Os trabalhos braçais eram considerados degradantes pela nobreza colonial nos séculos XVII, XVIII e boa parte do XIX. Devemos destacar que tal preconceito demorou bastante para ser mudado, chegando até o século XX, em algumas camadas mais elevadas da sociedade brasileira. Os escravos eram responsáveis por todas ações que exigissem algum tipo de esforço físico. Qualquer trabalho “mecânico” era tido como vergonhoso. Este pensamento tinha origem no conceito português de nobreza: um dos requisitos para ser nobre era não exercer, nem ter parente ou antepassado que exercesse este tipo de ofício. É curioso observar que havia algumas artes que eram consideradas “neutras”, ou seja, não eram “mecânicas”, como ourivessaria, pintura, escultura, cirurgia, entre outras. Existia assim uma classe intermediária em Portugal, que não era nobre, nem tampouco plebeia. Maria Beatriz Nizza da Silva disseca estas questões no livro “Ser Nobre na Colônia”.
Aqui no Brasil, os títulos de nobreza eram raros, pelo menos até a chegada da Família Real Portuguesa, em 1808, quando D. João VI começou a distribuir honrarias. Formou-se uma casta de “fidalgos”, geralmente sem título, mas com posses, disposta a provar a todo custo seu caráter nobre e distinguir-se da “arraia miúda”. Os excessos tornaram-se regra e contaminaram até as classes sociais mais baixas. Ninguém queria exercer qualquer coisa que lembrasse de longe trabalho ou esforço – estas tarefas eram deixadas aos escravos. Um bom exemplo, era o costume dos senhores e senhoras serem transportados por redes, cadeirinhas ou liteiras, carregados pelos servos.

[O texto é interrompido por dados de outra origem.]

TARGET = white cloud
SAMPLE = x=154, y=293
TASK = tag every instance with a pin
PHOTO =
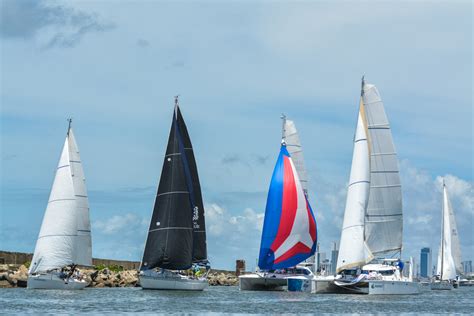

Tais costumes chocavam os estrangeiros que passavam pela Colônia. Era comum que europeus se referissem ao Brasil como o “berço da preguiça”. Os homens se dedicavam a administrar o trabalho dos cativos. Mesmo os mais pobres, quando conseguiam juntar dinheiro, compravam escravos para “colocar a mão na massa”, como diríamos hoje. As mulheres mais ricas ficavam deitadas em suas esteiras, sendo abanadas pelas escravas e quase não se movimentavam. Talvez por isso, ficou tão cristalizada a imagem das robustas senhoras, vestidas com desleixo (como era hábito para ficar em casa), a gritar com as negras para que elas lhes trouxessem uma simples concha d´água ou um xale. As sinhazinhas também viviam no ócio, realizando alguns bordados para o enxoval para ocupar o tempo. A costura e o corte de tecidos ficou sendo um dos trabalhos mais importantes dos escravos de “dentro”, junto com o serviço da casa.
Esta situação acabou se revertendo favoravelmente para a população “de cor” – escrava ou forra – no século XIX. Os ofícios ligados à moda se tornaram bastante valorizados quando os portos brasileiros foram liberados para receber produtos importados, trazendo uma grande variedade de tecidos e outros produtos ligados à indumentária e à beleza. – Márcia Pinna Raspanti
Todo o trabalho “mecânico” era feito pelos escravos: o ócio como símbolo de status (flagrantes de Debret).
Até hoje isso permanece. Não é por acaso que sempre acabam em nada, ou quase nada, as tentativas, por exemplo, de ensino profissionalizante no ensino médio (ou colegial). Mesmo entre as classe mais humildes, um emprego em escritório é sempre mais valorizado do que um emprego braçal, mesmo que a atividade braçal remunere melhor o empregado. Aquela coisa norte-americana de o menino de classe média pegar um trabalho de distribuir jornais, por exemplo, nas férias, para ganhar uns trocados, nem pensar… E, naturalmente, preguiça e arrogância sempre andam de mãos dadas…
Como é importante a leitura do passado para entendermos o presente, costumes sociais e sobretudo expressões que permanecem na língua. E você faz isso de forma atraente, texto enxuto e rico. parabéns.